Foreign and Commonwealth Office, London

Local time: 0800 Thursday 3 May 2007

‘Do we know where Togden is?’ asked Christopher Baker.

‘We don’t, Foreign Secretary,’ said Sir Malcolm Parton, the Permanent Under-Secretary and the civil servant in charge of the Foreign Office. ‘If he’s alive, he’s probably hiding out with ten or twenty of the guerrillas, trying to make their way to India or Nepal.’

‘With the Chinese army in hot pursuit, we assume,’ said John Stopping, the Chairman of the Joint Intelligence Committee. ‘Even if he turns up in Nepal, his final destination will be India.’

‘And if he doesn’t make it?’ said Baker. ‘If the Chinese get him?’

‘That would be a more settled outcome,’ said Sir Malcolm, exchanging glances with Stopping.

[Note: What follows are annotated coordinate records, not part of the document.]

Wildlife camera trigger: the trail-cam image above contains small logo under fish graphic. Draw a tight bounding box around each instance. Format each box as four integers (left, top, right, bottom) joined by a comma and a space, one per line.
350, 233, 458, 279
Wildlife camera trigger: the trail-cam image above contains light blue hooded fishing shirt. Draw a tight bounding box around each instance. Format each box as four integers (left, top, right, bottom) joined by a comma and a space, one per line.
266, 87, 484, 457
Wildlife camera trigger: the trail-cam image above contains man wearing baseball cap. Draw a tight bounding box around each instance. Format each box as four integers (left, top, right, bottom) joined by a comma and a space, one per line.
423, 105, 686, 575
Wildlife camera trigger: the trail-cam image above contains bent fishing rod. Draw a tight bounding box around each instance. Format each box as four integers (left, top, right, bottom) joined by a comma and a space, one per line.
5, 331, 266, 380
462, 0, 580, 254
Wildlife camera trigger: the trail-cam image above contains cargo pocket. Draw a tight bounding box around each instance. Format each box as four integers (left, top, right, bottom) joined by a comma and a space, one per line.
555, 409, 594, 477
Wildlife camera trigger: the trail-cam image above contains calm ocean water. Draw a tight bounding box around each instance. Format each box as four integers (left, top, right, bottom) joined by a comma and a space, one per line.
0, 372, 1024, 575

‘If he gets to India?’ pressed Baker.

‘The Indians might give him asylum with the usual conditions that he doesn’t engage in political activities,’ Sir Malcolm explained. ‘They might feel he’s too hot to handle and pass him on to a third country. Wherever he is he will become a focal point for violent resistance against Chinese rule in Tibet.’

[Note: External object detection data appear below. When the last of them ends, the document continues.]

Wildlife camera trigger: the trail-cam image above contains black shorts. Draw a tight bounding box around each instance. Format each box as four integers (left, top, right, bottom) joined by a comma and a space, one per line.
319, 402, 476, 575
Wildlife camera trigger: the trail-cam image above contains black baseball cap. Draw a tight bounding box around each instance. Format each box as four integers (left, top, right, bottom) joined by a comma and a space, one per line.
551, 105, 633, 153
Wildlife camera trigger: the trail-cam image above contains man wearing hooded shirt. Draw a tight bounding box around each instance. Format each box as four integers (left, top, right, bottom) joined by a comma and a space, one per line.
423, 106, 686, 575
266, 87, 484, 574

‘And how’s China going to react to India’s inadvertent incursion?’

‘President Tao will milk it for everything he can,’ said Stopping. ‘But quiet diplomacy through the Security Council should keep it in check.’

The Foreign Secretary stood up, looking at his watch, indicating that the meeting was over. His mind was far away from China, a country which he didn’t like and didn’t understand, and which didn’t fall in the British or European hemisphere of world affairs. The press were still running with a story about his numerous infidelities, no doubt leaked by his soon-to-be ex-wife. The House of Commons Foreign Affairs select committee was homing in on a bribery scandal in Malaysia, about which he had known nothing. Apparently, the papers on it had been sent to him at the bottom of his red box one weekend six months earlier.

His Under-Secretary had made a valiant attempt to defend him, so, when Sir Malcolm called asking for an urgent early-morning meeting, he reluctantly agreed. The presence of John Stopping, Chairman of the JIC and soon to be appointed Ambassador to Beijing, indicated that something both secret and significant was afoot. The JIC was not directly involved in policy-making, and Sir Malcolm had not made it clear why he had insisted on bringing Stopping along. The most obvious colleague would have been the Director for Asia — Pacific.

But right now he was running late for a breakfast meeting at Downing Street with the Prime Minister and the new German Chancellor. ‘Draw up some options, will you, Malcolm,’ he said, putting on his jacket. ‘Apart from that my instinct is to keep our mouths shut. It seems that Britain’s most pressing concern is if Lama Togden turns up alive and says he wants to live in Clapham.’